No, please, not the interrogation! Unless it comes with food of course (and somehow I suspect it will...)

Julia said...

Welcome back to normal. Glad he had a good day, though.

Anonymous said...

What a trooper! Man, if only us adults would be as malleable. Hugs, Mama

Anonymous said...

::Gulp!::
90-minute half life... Oh my...had to re-read that.

ZM said...

Lois - my bad, wasn't quite clear. The FIRST half-life was 90 minutes. This is, by the way, a huge improvement over the years where his first half-life was 30 minutes. Assuming the test results from yesterday are truly accurate, which they won't be (the situation skews the results).

But after the first, breathless half-life comes slower ones. The dose does last (or has lasted) 48 hours, so the last half-lives must be much, much slower than 90 minutes.

Heather J. @ TLC Book Tours said...

Isn't it crazy how quickly kids can adapt? My kiddo (6 yr old son) has an endoscopy done every other month. He doesn't mind the hospital, and he LIKES the anesthesia mask, but he's picky about where his IV goes. He HATES when they have to take the IV out, but the procedure itself? No problem. And when after he's awake and had his juice, he usually wants to go to school for the rest of the day! Crazy!

Anonymous said...

I am so happy it all went well.

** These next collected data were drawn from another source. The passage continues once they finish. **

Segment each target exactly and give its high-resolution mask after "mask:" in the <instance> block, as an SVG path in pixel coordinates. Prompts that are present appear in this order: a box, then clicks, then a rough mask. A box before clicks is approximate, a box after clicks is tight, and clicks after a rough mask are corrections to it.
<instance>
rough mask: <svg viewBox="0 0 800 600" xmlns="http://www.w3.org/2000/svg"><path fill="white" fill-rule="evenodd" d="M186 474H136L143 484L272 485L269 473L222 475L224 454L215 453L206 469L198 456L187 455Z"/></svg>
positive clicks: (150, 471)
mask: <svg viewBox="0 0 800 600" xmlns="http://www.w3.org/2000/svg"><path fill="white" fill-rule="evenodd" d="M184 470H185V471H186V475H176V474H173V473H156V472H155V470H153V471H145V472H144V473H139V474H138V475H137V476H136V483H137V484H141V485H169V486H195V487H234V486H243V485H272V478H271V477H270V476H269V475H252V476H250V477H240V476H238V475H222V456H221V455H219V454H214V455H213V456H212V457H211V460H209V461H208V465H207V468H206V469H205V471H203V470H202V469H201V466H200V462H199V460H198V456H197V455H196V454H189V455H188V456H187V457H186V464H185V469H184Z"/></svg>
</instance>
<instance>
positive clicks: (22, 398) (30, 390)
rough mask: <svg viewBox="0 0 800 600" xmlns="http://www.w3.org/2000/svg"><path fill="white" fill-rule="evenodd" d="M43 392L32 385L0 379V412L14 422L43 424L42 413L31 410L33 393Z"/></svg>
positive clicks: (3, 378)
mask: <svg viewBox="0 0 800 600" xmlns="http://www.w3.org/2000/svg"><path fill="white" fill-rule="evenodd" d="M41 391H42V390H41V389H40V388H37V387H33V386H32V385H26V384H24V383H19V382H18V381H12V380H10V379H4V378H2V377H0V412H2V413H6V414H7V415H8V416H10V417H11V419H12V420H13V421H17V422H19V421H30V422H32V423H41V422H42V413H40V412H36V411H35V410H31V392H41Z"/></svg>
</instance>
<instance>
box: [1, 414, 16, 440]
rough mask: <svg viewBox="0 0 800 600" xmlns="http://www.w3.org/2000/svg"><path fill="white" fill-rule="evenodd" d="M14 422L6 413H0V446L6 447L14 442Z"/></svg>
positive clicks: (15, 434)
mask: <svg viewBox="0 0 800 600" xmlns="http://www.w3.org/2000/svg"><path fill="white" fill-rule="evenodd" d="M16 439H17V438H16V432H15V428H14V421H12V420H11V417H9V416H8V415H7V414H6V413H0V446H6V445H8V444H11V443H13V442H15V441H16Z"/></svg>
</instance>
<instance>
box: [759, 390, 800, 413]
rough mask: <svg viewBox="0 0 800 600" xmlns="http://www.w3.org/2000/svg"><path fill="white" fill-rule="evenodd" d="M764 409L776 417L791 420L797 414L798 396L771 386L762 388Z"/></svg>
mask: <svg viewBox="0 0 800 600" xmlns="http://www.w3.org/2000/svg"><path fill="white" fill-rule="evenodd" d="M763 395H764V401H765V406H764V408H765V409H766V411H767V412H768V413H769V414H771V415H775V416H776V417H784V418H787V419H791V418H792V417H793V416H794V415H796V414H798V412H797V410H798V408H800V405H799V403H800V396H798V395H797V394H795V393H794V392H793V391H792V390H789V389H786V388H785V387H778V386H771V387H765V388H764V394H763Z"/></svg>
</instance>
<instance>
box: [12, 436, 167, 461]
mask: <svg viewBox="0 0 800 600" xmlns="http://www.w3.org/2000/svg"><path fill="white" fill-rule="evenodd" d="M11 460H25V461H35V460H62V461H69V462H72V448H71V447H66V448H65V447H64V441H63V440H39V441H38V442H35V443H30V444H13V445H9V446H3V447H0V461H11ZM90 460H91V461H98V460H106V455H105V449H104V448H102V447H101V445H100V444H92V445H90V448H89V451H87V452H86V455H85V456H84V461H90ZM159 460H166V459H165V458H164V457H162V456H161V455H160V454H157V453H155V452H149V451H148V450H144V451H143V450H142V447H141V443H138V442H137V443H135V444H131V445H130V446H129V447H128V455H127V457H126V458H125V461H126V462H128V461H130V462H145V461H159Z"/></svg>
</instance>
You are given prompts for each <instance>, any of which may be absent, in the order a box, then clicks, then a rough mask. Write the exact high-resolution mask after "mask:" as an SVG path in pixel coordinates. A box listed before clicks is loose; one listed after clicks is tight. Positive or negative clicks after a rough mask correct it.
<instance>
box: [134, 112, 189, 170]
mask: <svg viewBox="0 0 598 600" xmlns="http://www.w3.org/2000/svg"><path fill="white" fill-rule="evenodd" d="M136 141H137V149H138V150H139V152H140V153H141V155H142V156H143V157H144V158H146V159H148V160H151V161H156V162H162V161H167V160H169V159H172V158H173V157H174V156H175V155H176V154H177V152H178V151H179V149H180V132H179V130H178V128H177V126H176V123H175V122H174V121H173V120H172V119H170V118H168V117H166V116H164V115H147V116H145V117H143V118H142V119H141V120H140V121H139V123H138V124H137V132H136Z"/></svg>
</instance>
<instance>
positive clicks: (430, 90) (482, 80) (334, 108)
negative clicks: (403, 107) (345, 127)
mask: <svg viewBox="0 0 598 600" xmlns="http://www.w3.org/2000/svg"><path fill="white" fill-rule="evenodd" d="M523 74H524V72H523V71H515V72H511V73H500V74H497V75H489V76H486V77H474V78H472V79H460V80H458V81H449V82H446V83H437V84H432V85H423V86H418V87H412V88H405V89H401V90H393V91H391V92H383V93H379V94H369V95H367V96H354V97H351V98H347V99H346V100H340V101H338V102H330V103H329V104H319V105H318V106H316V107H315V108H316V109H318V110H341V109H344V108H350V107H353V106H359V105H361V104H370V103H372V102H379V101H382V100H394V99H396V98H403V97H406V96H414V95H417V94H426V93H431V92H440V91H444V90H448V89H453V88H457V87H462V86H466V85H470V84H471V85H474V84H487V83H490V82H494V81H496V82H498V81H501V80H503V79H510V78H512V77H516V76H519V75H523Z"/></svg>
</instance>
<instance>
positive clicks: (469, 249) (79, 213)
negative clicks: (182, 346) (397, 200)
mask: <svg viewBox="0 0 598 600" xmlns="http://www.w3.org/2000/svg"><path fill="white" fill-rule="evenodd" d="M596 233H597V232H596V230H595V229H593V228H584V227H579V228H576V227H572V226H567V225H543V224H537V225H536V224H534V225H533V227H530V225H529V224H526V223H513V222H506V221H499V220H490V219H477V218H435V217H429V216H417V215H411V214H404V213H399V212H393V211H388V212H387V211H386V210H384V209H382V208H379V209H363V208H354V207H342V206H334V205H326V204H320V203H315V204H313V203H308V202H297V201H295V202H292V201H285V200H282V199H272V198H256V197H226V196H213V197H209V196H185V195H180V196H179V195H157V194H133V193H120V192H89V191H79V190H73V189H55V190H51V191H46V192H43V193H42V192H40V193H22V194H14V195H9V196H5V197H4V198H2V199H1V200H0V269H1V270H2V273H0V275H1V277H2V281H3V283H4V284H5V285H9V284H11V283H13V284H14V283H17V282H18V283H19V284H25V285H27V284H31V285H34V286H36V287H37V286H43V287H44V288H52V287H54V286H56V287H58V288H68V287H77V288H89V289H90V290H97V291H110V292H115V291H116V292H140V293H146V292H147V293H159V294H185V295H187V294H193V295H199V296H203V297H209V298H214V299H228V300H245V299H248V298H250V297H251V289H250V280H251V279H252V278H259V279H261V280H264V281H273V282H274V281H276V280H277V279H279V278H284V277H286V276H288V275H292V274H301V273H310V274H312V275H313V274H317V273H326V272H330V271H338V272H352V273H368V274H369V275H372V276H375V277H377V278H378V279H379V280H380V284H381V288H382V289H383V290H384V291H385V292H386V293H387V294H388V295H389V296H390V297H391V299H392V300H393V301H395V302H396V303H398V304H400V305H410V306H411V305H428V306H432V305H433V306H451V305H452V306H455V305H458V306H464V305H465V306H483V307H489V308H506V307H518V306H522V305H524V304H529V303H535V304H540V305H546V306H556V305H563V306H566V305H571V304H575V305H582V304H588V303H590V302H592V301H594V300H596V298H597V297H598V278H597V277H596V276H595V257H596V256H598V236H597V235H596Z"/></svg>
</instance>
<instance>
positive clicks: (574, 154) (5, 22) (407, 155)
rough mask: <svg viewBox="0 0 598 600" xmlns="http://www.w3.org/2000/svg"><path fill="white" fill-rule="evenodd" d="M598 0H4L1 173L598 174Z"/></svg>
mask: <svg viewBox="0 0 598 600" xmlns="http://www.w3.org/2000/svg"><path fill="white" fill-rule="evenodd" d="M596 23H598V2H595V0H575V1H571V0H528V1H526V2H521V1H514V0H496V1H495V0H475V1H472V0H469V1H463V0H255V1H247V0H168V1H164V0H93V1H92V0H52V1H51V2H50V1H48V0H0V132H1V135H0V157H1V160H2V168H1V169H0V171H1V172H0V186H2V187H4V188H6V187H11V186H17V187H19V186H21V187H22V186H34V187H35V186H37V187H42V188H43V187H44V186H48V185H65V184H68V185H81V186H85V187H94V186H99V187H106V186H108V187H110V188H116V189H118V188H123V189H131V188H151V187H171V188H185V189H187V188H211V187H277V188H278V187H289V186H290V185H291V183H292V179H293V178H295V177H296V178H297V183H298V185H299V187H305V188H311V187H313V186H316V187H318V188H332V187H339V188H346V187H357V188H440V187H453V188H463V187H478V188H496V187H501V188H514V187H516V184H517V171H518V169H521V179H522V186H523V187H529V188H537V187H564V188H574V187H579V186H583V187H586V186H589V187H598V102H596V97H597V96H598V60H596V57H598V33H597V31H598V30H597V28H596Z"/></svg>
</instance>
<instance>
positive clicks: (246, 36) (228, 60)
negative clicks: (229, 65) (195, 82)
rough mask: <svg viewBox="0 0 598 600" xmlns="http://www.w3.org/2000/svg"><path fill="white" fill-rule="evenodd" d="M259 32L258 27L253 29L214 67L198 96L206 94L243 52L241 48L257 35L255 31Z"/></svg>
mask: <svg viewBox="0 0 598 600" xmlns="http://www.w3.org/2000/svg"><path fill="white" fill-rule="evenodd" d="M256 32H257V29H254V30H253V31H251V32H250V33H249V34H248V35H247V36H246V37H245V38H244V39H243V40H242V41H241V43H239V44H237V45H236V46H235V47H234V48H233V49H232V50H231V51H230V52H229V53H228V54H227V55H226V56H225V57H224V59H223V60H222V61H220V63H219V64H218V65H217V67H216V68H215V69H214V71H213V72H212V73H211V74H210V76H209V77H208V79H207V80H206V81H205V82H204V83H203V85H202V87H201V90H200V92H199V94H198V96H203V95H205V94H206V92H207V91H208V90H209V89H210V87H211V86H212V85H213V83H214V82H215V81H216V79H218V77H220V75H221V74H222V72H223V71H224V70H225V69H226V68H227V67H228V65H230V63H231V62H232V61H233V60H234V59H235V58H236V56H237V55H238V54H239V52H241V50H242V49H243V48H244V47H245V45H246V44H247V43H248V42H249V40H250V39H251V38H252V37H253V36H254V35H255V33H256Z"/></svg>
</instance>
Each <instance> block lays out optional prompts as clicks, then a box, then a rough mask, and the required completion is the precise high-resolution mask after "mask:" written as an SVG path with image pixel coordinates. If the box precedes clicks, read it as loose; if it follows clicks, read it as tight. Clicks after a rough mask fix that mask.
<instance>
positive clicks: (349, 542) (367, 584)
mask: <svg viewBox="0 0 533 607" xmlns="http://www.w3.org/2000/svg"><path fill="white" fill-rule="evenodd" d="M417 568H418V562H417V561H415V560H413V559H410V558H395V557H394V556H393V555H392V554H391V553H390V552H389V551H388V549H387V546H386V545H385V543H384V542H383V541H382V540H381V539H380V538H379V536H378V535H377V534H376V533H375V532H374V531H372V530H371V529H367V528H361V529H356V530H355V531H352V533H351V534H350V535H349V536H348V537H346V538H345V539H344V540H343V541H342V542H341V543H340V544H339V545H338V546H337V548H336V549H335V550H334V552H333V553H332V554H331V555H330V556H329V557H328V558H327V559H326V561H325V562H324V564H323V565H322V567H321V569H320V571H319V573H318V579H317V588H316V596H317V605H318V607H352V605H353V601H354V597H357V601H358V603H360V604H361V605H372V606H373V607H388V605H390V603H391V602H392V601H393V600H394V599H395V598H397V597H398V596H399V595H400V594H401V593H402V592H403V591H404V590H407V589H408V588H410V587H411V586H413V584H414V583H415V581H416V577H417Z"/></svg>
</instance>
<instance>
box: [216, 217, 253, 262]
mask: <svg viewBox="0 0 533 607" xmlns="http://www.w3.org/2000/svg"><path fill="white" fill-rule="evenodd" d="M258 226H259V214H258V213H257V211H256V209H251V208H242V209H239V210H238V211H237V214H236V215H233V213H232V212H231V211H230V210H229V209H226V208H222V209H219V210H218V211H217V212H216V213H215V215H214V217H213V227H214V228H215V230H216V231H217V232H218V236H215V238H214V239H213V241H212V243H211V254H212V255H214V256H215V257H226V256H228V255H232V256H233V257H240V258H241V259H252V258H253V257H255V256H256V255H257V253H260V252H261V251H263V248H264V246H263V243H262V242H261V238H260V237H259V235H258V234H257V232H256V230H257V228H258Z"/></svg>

We are thinking of you all, and especially the Eldest. After you and Toddles left on Wednesday D had many questions about his nose!

By the way, I have some eggplant if you didn't get any this week.

Shabbat Shalom (almost).

Rixblix said...

So, the best vein for infusing is/was up the kid's nose? Dang. That stinks! We've got funky initial half lives over here, too. For us, it's the nature of the product we use.

Anonymous said...

Thanks. I'm breathing a bit better now... Was in fear of you busting out of your lifetime max...

ZM said...

Lois, if we had a lifetime max, I'd have the Man hunting for a different job. The Eldest had blown past the 500k mark by the time he was a toddler! A 1 mil cap is a sad joke to us, really. As you'd know.

Rix, I KNOW. The best frigging vein in the house, and we had to seal that sucker up. Of course, can you imagine trying to get that vein? With what, a 27 g needle? Ha! In a real pinch, I plan to seriously irritate the kid, and then use the vertical vein he's got on his forehead. Like father, like son - both of them have that vein bulging when they're mad...

Rachel, *hug* Woulda called you if I needed you, but I walked out of the library that day feeling so embraced by community...it helps.

ZM said...

Heather,

it's astonishing, isn't it? Kids are amazingly resilient - it's both their strength and their weakness, I think sometimes. They adapt and adapt and adapt until, pop! they break. But if you keep the challenges as manageable chunks, they'll do just fine.

Love that he wants to go to school after. Of course he does.